Entre el Falcon y los hidroaviones, Sánchez lo tiene claro: primero, el Falcon

Con independencia del debate de fondo sobre la prevención de los incendios forestales y la dictadura ecologeta que impide que agricultores y ganaderos puedan actuar sobre el terreno sin perderse en una espiral interminable de trámites administrativos, lo cierto es que en medios de extinción, los esfuerzos del Gobierno no han ido en absoluto en paralelo con el incremento exponencial de los fuegos, cada vez más virulentos. Y es que basta con echar un vistazo a las partidas destinadas a la prevención y extinción de los incendios antes de que Sánchez llegara al Gobierno con las actuales para concluir que vamos para atrás.

Y algo tendrá que ver el hecho de que el Ejecutivo socialcomunista ha establecido sus prioridades en orden contrario al sentido común: el Gobierno de Pedro Sánchez destinó 73 millones de euros al mantenimiento del Falcon y el Airbus oficiales que usa de forma creciente el presidente socialista. Ironías del destino: la licitación fue realizada por el Ejecutivo de PSOE-Sumar justo el mismo día que canceló la renovación de los hidroaviones, con sus efectos negativos para la situación actual: emergencia nacional por macroincendios.

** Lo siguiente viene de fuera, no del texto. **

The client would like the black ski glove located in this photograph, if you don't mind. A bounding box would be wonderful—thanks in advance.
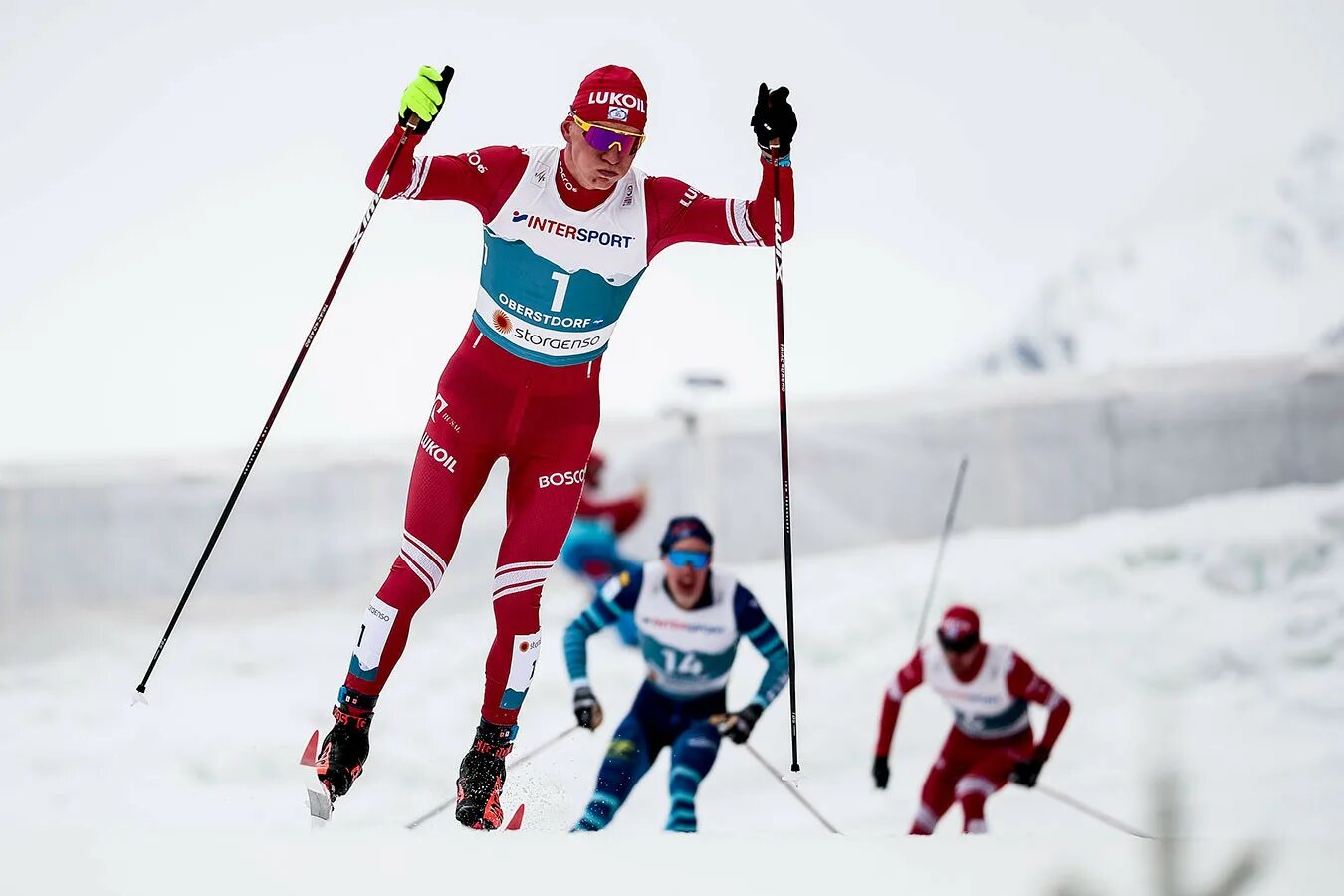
[872,757,891,789]
[752,81,798,158]
[1008,747,1049,787]
[719,703,761,745]
[573,685,602,731]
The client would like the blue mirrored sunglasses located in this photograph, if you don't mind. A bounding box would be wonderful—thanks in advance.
[668,551,710,569]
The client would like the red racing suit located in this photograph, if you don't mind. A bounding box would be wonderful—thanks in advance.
[345,130,793,726]
[876,643,1071,834]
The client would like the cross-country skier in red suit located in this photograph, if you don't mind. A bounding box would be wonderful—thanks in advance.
[872,607,1070,834]
[318,66,797,829]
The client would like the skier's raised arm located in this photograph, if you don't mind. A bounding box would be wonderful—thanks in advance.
[564,569,644,730]
[1008,654,1072,787]
[364,66,527,220]
[644,85,798,259]
[872,650,923,789]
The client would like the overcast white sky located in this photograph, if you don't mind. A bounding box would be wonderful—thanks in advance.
[0,0,1344,461]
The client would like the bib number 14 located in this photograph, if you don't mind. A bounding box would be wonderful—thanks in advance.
[663,647,704,676]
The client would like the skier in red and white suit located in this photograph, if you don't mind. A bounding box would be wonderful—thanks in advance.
[318,66,797,829]
[872,607,1070,834]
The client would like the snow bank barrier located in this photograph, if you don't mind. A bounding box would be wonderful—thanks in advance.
[0,356,1344,615]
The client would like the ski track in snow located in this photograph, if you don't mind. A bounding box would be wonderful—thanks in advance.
[10,485,1344,854]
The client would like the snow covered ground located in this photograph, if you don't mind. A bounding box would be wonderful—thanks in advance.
[10,485,1344,892]
[980,120,1344,373]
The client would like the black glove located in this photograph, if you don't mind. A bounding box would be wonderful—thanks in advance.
[573,685,602,731]
[711,703,761,745]
[752,81,798,158]
[872,757,891,789]
[1008,747,1049,787]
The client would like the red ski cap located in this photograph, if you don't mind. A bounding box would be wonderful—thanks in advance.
[938,606,980,649]
[569,66,649,134]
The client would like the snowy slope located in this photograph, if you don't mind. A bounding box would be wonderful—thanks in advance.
[980,123,1344,373]
[10,486,1344,862]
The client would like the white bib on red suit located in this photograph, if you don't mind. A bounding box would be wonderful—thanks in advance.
[921,643,1030,739]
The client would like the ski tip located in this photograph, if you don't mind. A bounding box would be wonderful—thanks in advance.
[299,728,318,768]
[308,787,332,829]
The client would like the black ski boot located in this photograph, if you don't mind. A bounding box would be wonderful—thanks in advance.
[457,719,518,830]
[315,688,377,802]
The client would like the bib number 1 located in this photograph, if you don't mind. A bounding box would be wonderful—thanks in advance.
[552,272,569,312]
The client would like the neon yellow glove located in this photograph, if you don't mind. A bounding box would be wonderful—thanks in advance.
[400,66,450,134]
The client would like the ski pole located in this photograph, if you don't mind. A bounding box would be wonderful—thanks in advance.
[406,724,580,830]
[742,743,840,834]
[1032,784,1153,839]
[135,66,453,701]
[915,454,971,650]
[774,146,798,772]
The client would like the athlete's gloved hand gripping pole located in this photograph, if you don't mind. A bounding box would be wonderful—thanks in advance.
[740,82,799,772]
[135,66,453,701]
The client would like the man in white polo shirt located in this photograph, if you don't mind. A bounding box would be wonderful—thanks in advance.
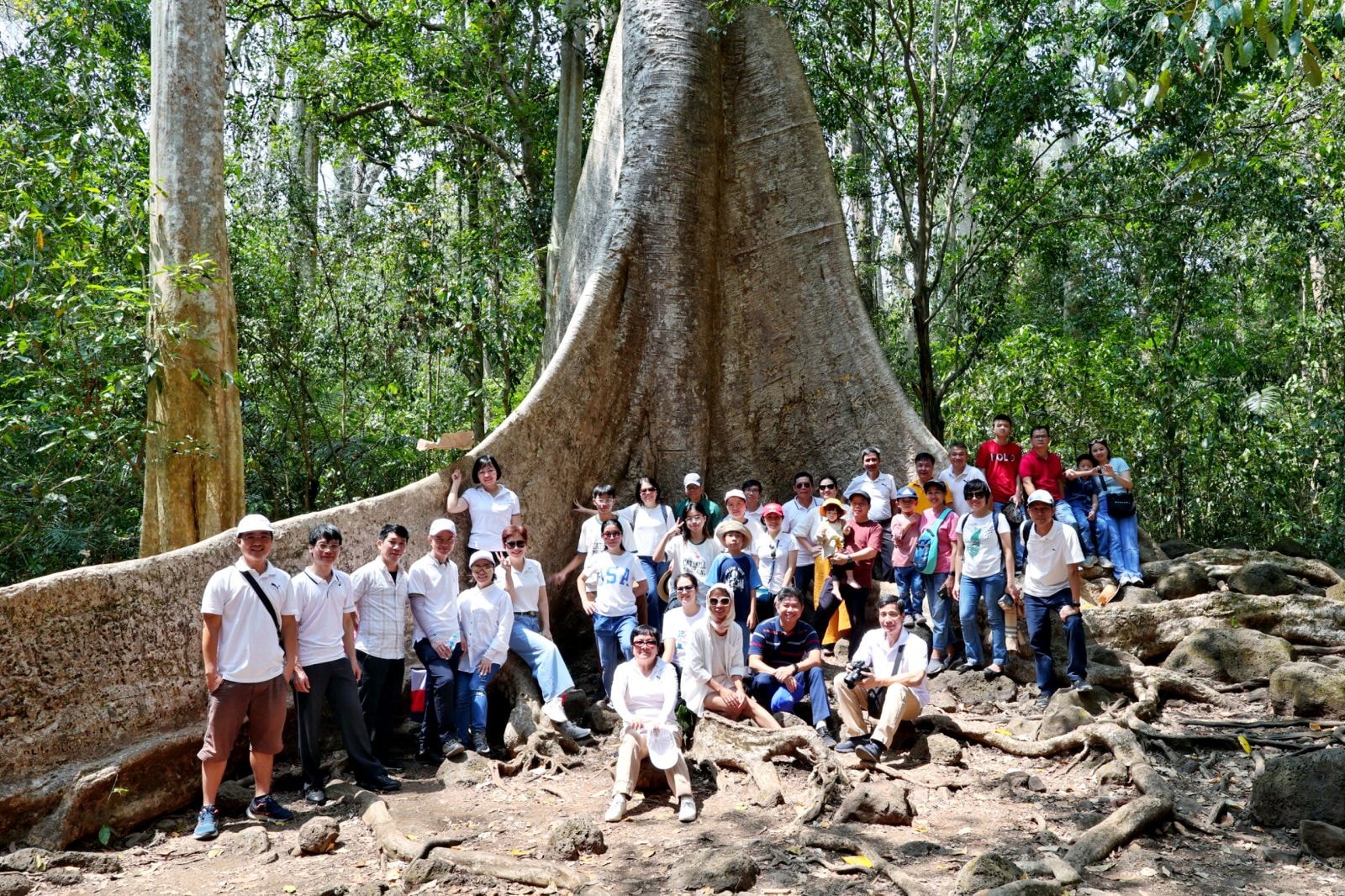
[1010,488,1092,708]
[195,514,296,840]
[291,524,402,806]
[406,517,467,763]
[350,524,409,771]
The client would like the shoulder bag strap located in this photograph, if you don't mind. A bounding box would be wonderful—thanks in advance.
[244,569,285,650]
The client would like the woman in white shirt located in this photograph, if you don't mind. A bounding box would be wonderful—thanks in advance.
[446,455,523,553]
[650,504,720,603]
[616,477,677,630]
[605,625,695,822]
[495,526,590,740]
[663,573,704,672]
[453,551,514,755]
[952,479,1017,679]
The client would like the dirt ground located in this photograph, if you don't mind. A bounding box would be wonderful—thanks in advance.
[18,646,1345,896]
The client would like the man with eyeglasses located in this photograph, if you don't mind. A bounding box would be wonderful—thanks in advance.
[672,472,725,533]
[748,588,836,746]
[406,517,467,764]
[782,470,822,603]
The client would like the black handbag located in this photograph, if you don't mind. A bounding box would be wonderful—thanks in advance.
[1107,491,1135,519]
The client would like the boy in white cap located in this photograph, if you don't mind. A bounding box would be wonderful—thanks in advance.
[193,514,298,840]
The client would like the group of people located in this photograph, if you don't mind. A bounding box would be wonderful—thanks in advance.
[197,414,1142,838]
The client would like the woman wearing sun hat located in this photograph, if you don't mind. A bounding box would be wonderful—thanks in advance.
[604,625,695,822]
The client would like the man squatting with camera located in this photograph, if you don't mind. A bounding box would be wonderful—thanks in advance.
[836,594,930,763]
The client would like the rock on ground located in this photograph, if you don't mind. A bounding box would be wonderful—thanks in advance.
[298,815,340,856]
[1298,820,1345,860]
[831,782,916,825]
[1163,628,1294,683]
[543,818,607,861]
[1269,663,1345,719]
[1247,750,1345,827]
[957,853,1022,893]
[668,849,762,893]
[1154,562,1213,600]
[1228,560,1303,594]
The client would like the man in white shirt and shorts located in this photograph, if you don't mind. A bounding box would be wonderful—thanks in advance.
[193,514,298,840]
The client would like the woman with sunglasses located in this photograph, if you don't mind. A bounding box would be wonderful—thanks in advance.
[604,625,695,822]
[650,504,720,603]
[682,582,780,728]
[495,526,590,740]
[453,551,514,753]
[952,479,1017,679]
[616,477,677,630]
[663,573,704,676]
[446,455,523,553]
[580,517,648,694]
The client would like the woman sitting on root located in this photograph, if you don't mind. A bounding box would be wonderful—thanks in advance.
[604,625,695,822]
[682,582,780,728]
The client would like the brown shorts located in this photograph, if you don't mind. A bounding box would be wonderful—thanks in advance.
[197,676,289,762]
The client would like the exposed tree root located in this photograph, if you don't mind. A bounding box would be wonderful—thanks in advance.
[355,790,604,896]
[688,713,849,820]
[799,825,933,896]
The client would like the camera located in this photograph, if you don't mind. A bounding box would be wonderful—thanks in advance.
[841,659,873,690]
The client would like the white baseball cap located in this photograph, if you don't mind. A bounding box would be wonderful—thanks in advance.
[237,514,276,535]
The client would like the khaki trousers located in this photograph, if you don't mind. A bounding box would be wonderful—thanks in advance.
[612,730,691,797]
[836,672,920,748]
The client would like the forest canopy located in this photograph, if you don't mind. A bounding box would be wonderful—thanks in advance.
[0,0,1345,582]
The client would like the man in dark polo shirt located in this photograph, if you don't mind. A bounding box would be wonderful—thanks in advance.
[748,585,836,746]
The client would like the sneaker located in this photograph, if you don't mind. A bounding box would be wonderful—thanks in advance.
[854,740,883,763]
[191,806,219,840]
[355,775,402,793]
[551,719,593,740]
[247,793,294,820]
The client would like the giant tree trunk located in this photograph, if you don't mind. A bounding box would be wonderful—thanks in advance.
[0,0,939,842]
[140,0,244,557]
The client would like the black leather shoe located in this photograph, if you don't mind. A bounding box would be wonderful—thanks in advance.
[355,775,402,793]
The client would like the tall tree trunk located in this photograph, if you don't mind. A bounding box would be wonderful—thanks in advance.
[536,0,588,374]
[140,0,244,556]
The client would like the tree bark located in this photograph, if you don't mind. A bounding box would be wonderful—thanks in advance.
[140,0,244,556]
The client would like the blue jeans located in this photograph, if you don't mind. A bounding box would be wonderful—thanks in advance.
[639,557,672,638]
[1022,588,1088,696]
[457,663,500,743]
[920,573,952,652]
[748,666,831,725]
[892,567,924,616]
[1098,495,1145,581]
[593,614,639,697]
[413,638,462,748]
[509,614,574,703]
[957,573,1009,668]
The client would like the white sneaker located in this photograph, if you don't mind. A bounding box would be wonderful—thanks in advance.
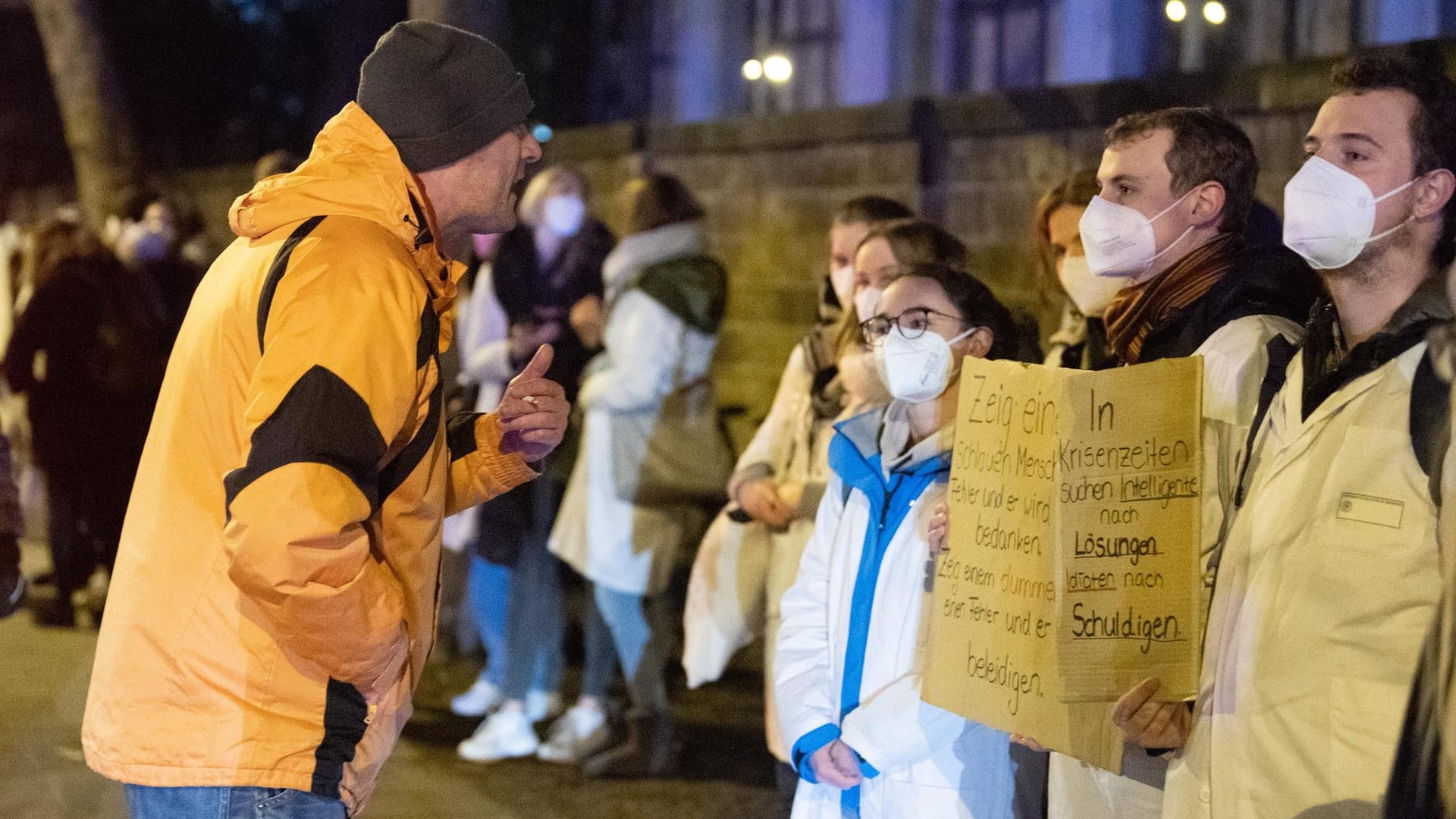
[456,708,540,762]
[450,679,505,717]
[526,691,562,724]
[536,705,611,764]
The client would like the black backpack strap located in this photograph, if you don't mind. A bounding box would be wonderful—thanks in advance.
[1233,335,1299,509]
[1410,344,1451,507]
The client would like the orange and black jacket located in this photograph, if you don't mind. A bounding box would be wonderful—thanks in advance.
[83,103,535,813]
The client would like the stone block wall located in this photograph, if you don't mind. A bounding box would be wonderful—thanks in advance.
[546,44,1432,436]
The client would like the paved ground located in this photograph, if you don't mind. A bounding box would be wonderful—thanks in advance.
[0,613,774,819]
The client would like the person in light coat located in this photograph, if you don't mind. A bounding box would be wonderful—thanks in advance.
[1117,55,1456,819]
[549,175,726,777]
[774,265,1046,819]
[934,108,1318,819]
[682,196,908,805]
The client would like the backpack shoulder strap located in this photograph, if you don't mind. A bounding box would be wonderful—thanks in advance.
[1410,350,1451,507]
[1233,334,1299,509]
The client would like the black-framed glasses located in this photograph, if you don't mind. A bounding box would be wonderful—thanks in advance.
[859,307,971,344]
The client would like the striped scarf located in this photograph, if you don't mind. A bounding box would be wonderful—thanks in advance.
[1105,233,1244,364]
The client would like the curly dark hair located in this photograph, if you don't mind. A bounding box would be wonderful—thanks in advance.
[1329,52,1456,267]
[834,196,915,224]
[1106,108,1260,233]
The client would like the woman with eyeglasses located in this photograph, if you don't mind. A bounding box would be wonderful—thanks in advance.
[774,260,1046,819]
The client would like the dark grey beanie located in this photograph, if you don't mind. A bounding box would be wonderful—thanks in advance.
[356,20,533,174]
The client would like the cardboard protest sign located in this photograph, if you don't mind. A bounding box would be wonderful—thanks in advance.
[923,359,1203,771]
[1056,359,1216,701]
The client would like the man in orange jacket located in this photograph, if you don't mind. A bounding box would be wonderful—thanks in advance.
[83,22,568,819]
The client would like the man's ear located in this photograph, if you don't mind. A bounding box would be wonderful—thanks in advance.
[1191,182,1228,228]
[1410,168,1456,218]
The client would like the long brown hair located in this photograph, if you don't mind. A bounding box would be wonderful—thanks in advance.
[25,218,114,288]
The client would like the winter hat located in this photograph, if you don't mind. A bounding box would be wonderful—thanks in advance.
[356,20,533,174]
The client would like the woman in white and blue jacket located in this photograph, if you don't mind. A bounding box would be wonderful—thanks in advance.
[774,265,1046,819]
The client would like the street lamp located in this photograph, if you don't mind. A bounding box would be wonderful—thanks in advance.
[763,54,793,84]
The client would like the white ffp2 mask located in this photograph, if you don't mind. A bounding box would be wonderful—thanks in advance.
[1284,156,1415,270]
[1079,187,1198,283]
[541,196,587,239]
[1057,256,1133,319]
[875,325,980,403]
[855,287,883,321]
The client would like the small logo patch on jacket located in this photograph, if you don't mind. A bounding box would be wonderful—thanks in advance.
[1335,493,1405,529]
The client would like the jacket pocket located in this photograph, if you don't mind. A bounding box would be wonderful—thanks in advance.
[1316,425,1432,564]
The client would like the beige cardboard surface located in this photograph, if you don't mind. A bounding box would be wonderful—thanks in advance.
[923,359,1203,771]
[1056,357,1203,702]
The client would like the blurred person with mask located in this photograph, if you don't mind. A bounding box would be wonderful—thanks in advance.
[551,175,731,777]
[82,20,568,819]
[932,108,1320,819]
[1035,171,1131,370]
[774,264,1046,819]
[5,220,166,625]
[1117,54,1456,819]
[117,201,204,337]
[451,165,616,762]
[682,196,912,806]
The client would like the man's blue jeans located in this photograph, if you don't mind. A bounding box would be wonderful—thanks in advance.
[127,786,347,819]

Y es que el pasado 10 de julio, a través de la Secretaría de Estado de Medio Ambiente, el Gobierno firmó la resolución con la que dio por extinguido el contrato denominado Diseño, certificación y suministro de 11 kits de modernización de la flota de aviones anfibios CL-215T serie 5 del Ministerio para la Transición Ecológica y el Reto Demográfico. En suma, que entre los Falcon de Sánchez y los hidroaviones destinados a extinguir los incendios, el Gobierno lo tiene claro: el Falcon primero.

Comprenderá el lector que, a partir de este ejemplo, lo de la unidad y el pacto de Estado que, con la boca pequeña, ha vendido Pedro Sánchez para hacer frente a los incendios suena a camelo. A camelo y a pura hipocresía, que con este Gobierno es algo que se extiende a la misma velocidad que las llamas.